The March 17 attack that took Edward Good's lower right leg started like the others, with a scene of peaceful Christian worship. Services were under way at Protestant International Church in the heavily guarded diplomatic compound in Islamabad.

An attacker burst into the chapel hurling grenades. One landed in the front. Good was in the third row of chairs with his son, Asher, now 18, and 20-year-old daughter, Reba. The blast killed her on the spot, broke one of Asher's legs and left much of Good's body peppered with shrapnel from the grenade. He was
unconscious for 12 days. Two Americans, a woman who worked at the U.S. Embassy and her daughter, also were killed.

Six months later, Good blames U.S. policies in Afghanistan, the Middle East and Kashmir. Those policies, he said, hurt Muslims, who then hurt Christians out of frustration.

"These policies are good for America, but they are not good for us," he said.

Police made a round of arrests after the attacks last month in Murree and Taxila. Though authorities have made no official announcement, it has been widely reported that the attacks were the work of a banned extremist group called Lashkar-e-Jhangvi.

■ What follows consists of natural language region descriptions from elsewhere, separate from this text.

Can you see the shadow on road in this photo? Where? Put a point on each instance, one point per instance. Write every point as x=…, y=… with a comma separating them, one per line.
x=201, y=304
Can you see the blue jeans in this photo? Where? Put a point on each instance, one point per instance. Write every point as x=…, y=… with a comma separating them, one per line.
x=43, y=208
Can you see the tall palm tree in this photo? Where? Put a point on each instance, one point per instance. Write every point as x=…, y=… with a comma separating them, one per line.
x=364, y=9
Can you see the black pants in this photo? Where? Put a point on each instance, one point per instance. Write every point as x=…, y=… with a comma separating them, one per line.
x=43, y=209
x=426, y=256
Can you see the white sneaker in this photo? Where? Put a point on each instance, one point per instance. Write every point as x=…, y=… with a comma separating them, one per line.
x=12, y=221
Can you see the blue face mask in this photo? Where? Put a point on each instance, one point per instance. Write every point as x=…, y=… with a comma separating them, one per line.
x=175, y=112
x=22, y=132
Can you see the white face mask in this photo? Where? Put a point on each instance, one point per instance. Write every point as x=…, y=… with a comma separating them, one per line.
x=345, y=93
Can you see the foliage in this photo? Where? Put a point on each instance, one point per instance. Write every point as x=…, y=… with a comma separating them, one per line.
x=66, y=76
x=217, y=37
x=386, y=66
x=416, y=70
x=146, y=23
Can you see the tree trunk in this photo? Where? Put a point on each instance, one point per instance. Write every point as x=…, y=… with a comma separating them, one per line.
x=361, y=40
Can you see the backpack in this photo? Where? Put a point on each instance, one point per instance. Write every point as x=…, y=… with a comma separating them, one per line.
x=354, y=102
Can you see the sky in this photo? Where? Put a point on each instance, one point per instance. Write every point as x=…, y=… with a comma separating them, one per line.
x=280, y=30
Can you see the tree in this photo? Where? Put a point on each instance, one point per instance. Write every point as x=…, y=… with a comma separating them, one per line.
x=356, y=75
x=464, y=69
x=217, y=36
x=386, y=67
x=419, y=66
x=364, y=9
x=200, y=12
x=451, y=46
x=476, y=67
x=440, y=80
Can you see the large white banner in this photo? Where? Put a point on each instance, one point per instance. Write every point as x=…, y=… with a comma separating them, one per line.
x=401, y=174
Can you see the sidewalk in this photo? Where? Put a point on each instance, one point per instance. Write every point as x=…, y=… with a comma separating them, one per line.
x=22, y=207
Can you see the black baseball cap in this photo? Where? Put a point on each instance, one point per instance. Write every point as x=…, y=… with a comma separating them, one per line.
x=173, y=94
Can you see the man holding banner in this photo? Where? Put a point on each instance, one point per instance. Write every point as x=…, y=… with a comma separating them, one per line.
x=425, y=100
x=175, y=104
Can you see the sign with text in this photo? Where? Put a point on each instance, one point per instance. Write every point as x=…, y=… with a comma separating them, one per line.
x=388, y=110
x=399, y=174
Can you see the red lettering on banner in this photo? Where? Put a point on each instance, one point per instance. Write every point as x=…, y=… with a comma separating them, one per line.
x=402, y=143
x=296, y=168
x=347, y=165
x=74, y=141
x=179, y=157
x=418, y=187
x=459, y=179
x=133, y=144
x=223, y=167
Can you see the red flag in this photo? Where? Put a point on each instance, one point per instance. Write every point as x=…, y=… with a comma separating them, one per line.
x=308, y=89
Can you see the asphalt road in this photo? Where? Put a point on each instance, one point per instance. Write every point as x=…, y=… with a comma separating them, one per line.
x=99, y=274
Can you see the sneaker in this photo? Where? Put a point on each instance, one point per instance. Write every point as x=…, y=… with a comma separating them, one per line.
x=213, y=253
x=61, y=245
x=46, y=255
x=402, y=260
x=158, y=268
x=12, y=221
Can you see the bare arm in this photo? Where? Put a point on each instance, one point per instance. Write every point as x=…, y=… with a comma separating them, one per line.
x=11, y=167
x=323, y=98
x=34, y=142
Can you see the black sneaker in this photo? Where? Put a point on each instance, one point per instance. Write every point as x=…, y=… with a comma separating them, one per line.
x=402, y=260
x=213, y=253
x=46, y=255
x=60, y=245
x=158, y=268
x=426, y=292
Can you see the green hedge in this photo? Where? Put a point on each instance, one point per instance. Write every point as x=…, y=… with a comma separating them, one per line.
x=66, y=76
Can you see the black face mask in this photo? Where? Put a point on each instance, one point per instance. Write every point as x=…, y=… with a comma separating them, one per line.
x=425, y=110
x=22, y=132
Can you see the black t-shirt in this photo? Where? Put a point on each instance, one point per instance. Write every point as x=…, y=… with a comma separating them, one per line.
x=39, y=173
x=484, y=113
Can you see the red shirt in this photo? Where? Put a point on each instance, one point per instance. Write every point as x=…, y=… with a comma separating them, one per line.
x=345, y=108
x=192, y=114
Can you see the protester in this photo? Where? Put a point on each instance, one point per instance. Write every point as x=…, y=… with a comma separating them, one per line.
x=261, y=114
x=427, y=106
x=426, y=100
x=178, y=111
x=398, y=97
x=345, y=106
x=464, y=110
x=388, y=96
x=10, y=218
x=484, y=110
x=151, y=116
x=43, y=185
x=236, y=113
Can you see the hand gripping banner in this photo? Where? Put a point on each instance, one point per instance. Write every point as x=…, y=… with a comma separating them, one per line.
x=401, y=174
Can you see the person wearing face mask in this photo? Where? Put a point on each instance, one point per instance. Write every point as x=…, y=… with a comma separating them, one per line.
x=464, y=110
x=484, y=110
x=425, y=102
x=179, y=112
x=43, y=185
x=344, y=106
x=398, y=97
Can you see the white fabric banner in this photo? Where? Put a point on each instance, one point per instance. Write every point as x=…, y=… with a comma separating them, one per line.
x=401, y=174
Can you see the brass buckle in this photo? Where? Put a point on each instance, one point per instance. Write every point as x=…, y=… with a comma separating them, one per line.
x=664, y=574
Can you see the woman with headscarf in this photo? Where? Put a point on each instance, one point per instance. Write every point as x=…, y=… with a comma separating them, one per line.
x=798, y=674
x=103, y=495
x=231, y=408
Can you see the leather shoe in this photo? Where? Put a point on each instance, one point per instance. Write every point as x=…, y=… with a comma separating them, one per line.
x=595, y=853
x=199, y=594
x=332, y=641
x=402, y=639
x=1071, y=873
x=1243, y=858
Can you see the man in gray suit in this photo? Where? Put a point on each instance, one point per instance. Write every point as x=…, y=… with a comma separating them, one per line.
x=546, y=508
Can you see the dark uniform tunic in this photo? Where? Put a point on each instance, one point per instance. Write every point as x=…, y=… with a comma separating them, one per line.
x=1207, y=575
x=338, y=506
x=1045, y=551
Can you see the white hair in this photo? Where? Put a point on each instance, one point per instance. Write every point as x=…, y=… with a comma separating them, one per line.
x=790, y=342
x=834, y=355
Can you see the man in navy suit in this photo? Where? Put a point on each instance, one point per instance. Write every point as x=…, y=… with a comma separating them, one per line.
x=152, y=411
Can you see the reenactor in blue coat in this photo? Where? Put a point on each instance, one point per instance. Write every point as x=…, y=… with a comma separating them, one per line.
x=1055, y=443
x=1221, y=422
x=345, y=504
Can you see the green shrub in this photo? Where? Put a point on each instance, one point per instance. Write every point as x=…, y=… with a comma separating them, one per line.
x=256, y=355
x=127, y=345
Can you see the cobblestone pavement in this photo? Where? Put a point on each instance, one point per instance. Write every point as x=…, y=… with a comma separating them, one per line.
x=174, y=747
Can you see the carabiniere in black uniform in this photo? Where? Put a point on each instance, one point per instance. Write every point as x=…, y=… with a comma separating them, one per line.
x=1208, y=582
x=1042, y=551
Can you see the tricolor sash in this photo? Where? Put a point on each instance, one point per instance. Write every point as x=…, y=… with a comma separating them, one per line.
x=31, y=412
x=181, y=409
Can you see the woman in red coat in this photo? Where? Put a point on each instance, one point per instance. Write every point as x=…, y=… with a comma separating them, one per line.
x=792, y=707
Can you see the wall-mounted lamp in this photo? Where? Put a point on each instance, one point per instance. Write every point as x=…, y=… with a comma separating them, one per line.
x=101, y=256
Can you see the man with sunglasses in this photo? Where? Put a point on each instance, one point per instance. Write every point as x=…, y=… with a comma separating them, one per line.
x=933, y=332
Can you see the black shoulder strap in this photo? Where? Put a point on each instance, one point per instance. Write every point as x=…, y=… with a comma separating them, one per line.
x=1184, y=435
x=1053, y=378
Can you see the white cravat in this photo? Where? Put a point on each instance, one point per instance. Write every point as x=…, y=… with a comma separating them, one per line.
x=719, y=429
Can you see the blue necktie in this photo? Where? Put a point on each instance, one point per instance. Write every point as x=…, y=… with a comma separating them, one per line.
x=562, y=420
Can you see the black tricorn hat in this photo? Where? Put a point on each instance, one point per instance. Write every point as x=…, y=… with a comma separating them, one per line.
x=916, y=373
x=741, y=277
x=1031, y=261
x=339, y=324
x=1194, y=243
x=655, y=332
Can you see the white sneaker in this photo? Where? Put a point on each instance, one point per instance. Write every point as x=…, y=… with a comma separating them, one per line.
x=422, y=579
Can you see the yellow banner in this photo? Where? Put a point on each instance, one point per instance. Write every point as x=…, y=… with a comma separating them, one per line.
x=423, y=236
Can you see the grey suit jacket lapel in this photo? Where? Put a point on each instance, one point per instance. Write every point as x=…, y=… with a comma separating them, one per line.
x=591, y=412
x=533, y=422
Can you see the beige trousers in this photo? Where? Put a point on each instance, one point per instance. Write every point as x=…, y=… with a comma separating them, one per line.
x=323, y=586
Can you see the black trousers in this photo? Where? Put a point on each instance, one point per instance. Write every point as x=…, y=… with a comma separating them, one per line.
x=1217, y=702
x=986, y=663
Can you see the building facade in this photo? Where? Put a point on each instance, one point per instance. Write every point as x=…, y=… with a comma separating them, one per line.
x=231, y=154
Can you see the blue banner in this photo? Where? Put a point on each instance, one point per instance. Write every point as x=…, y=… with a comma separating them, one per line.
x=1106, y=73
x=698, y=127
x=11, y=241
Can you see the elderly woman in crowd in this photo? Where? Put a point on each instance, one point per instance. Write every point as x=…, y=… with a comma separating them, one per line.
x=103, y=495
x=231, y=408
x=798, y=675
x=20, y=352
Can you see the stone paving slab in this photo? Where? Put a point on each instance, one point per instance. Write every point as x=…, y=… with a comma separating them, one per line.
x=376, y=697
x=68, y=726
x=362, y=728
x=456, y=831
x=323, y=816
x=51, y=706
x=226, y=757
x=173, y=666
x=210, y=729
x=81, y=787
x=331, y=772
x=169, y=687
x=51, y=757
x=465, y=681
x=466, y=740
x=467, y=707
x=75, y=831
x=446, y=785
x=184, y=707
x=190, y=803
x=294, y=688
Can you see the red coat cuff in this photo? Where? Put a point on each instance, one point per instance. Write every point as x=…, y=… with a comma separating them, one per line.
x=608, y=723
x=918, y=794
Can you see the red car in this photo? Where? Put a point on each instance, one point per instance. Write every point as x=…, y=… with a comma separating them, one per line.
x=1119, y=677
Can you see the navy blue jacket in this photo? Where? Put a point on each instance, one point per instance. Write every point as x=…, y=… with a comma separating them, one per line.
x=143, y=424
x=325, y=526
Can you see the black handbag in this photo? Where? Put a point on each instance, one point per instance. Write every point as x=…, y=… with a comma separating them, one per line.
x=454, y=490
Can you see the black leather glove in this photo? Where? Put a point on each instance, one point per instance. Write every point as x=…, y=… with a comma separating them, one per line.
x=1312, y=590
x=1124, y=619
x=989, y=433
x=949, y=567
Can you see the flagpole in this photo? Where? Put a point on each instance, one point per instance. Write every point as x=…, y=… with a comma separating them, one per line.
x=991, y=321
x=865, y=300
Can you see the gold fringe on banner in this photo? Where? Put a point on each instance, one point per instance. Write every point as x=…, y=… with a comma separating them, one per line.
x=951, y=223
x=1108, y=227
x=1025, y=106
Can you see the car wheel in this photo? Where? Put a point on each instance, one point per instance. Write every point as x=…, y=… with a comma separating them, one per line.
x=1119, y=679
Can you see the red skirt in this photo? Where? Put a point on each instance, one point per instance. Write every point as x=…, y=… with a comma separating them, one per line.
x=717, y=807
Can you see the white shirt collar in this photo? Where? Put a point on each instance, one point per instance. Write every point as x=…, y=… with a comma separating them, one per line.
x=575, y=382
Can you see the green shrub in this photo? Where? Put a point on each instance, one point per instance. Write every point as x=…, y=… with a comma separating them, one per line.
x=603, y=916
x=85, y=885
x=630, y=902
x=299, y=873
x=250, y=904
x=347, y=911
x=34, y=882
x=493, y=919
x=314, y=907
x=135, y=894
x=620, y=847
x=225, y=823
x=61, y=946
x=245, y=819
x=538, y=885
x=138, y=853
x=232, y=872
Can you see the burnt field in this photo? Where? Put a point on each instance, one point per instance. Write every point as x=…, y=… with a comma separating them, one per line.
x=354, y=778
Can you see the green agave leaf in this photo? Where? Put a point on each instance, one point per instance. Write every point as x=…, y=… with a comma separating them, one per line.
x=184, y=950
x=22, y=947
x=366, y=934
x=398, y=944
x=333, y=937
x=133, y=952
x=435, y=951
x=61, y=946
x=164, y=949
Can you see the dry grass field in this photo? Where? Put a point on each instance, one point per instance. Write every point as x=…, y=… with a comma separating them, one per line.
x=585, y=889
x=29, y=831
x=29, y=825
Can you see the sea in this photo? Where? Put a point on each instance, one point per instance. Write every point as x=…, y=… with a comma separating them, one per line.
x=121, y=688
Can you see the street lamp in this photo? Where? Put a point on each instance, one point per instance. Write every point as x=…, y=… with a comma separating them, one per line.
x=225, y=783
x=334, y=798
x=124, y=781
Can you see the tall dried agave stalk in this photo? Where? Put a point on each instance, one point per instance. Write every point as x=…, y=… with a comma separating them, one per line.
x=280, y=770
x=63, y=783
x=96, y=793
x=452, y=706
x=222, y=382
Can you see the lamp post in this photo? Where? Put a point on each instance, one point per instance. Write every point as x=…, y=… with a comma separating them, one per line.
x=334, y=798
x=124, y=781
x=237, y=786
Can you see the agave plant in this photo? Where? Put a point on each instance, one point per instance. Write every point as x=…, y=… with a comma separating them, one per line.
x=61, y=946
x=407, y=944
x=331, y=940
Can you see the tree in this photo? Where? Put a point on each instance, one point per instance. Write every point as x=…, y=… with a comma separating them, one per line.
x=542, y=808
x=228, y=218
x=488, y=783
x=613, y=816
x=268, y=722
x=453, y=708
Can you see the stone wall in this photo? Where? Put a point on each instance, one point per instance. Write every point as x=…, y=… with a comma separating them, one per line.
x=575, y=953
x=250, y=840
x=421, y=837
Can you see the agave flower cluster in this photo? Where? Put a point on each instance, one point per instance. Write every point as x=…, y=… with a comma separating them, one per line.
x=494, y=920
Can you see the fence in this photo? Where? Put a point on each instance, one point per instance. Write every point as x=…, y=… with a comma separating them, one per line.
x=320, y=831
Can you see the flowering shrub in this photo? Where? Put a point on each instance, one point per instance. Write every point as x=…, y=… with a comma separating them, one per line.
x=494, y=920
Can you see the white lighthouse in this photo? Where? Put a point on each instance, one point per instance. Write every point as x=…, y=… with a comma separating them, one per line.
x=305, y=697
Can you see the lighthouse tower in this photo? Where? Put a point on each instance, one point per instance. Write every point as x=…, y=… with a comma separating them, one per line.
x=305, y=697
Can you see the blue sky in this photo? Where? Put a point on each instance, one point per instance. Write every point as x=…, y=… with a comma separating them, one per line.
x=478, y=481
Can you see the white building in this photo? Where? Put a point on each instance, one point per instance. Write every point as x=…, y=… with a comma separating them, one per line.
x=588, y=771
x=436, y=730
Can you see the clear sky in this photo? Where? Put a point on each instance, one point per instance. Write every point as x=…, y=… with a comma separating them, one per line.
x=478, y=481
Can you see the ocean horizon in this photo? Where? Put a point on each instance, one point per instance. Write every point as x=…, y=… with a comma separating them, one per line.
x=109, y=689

The group is part of the Sunni sect of Islam and was accused of killing hundreds of sectarian rivals, the Shiites, in attacks on mosques during the 1990s.

The estimated 400 members of the Lashkar-e-Jhangvi were trained in Afghanistan, and have returned to Pakistan from time to time.

Many analysts describe them as at least an outgrowth of the U.S.-assisted armed resistance to the Soviet occupation of Afghanistan during the 1980s.

"The Americans are the ones who trained these people, and now they are coming back to attack us," said Lall, director of the hospital in Taxila.